Attention-Deficit/Hyperactivity Disorder (ADHD) is a neurodevelopmental disorder frequently diagnosed in children, with symptoms persisting into adulthood for a significant portion of affected individuals. The disorder is characterized by a persistent pattern of inattention and/or hyperactivity-impulsivity that interferes with functioning or development. Inattentive symptoms include difficulty maintaining focus on tasks, being easily distracted, not listening when spoken to directly, and poor organization. Hyperactivity-impulsivity symptoms involve fidgeting, excessive talking, difficulty waiting turn, and interrupting others. It reflects underlying challenges in executive functions, particularly in attention shifting, inhibitory control, and working memory, often linked to dysregulation in the prefrontal cortex and dopamine pathways. Research demonstrates significant genetic influence, with heritability estimates ranging from 70-80%. Stimulant medications are commonly prescribed and have been shown to be effective interventions for managing core symptoms, despite ongoing debates over diagnosis prevalence, potential overdiagnosis, and long-term treatment effects and strategies.

13.22 Dissociative Identity Disorder (DID)

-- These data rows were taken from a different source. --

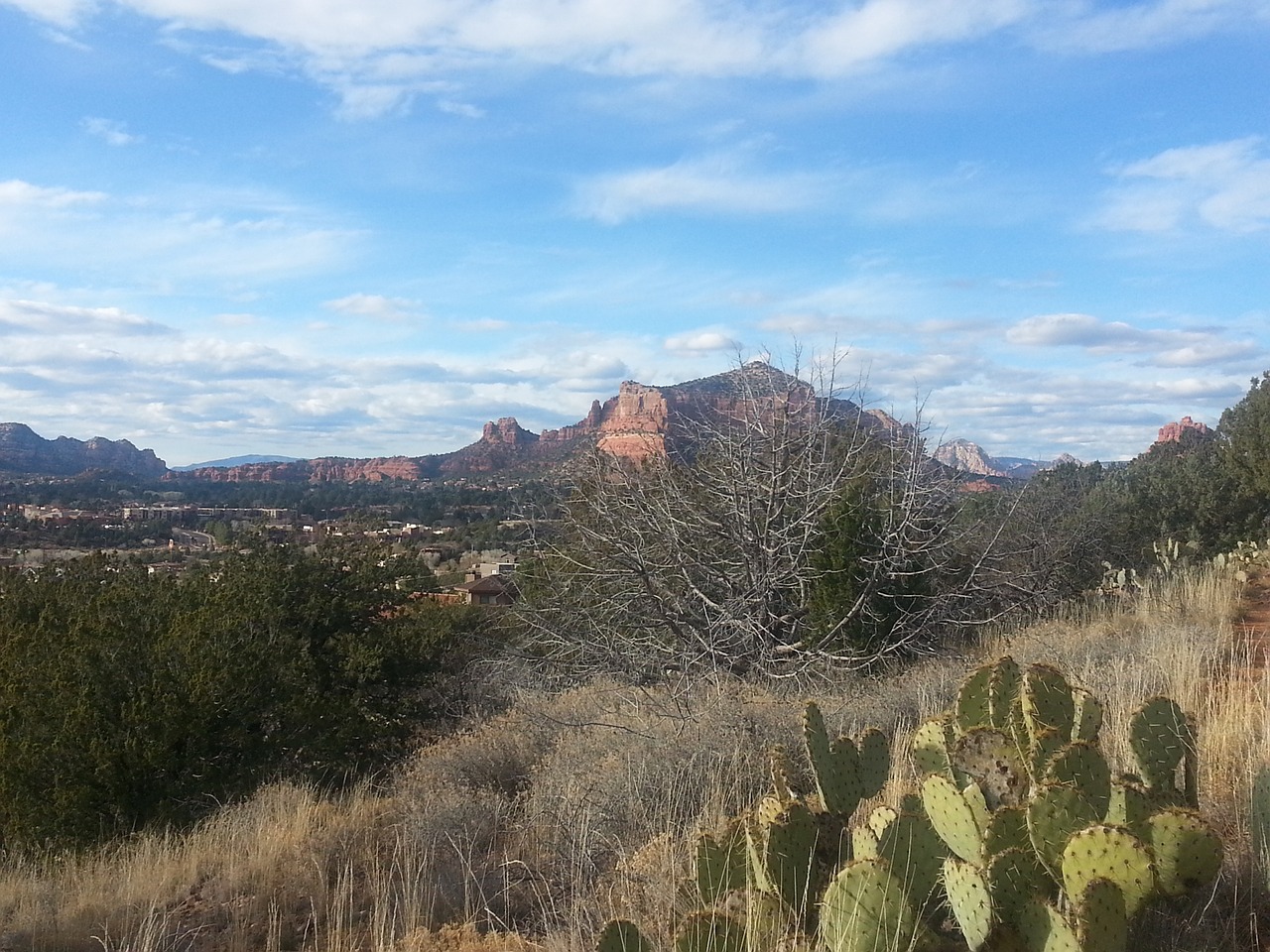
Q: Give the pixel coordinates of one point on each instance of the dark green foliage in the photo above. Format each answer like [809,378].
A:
[1243,438]
[128,699]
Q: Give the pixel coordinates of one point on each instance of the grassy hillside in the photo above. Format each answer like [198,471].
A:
[547,819]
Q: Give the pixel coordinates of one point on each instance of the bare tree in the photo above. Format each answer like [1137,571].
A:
[783,529]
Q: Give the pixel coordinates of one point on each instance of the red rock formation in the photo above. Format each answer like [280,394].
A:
[638,422]
[1173,431]
[22,449]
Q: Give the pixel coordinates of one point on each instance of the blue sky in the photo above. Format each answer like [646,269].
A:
[318,227]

Dissociative Identity Disorder (DID), formerly known as Multiple Personality Disorder, is a controversial and complex disorder featuring the existence of two or more distinct personality states (often referred to as "alters" or identities) within a single individual. Each identity may have its own distinct patterns of perceiving, relating to, and thinking about the environment and self, frequently exhibiting different memories, behaviors, and emotional responses. The disorder is marked by recurrent gaps in the recall of everyday events, important personal information, and/or traumatic events, beyond normal forgetfulness. The rapid increase in diagnoses following the publication of "Sybil" in the 1970s, alongside cultural influences, media portrayal, and certain therapeutic practices (e.g., encouraging the recovery of suppressed memories), has raised questions about the validity and understanding of DID. While the prevailing view is that it is a response to severe, prolonged childhood trauma (trauma model), some theories suggest it may be iatrogenically induced or influenced by socio-cognitive factors (sociocognitive model) in suggestible individuals, leading to a high degree of skepticism and debate within the psychiatric community. It remains one of the most enigmatic and least understood psychological disorders.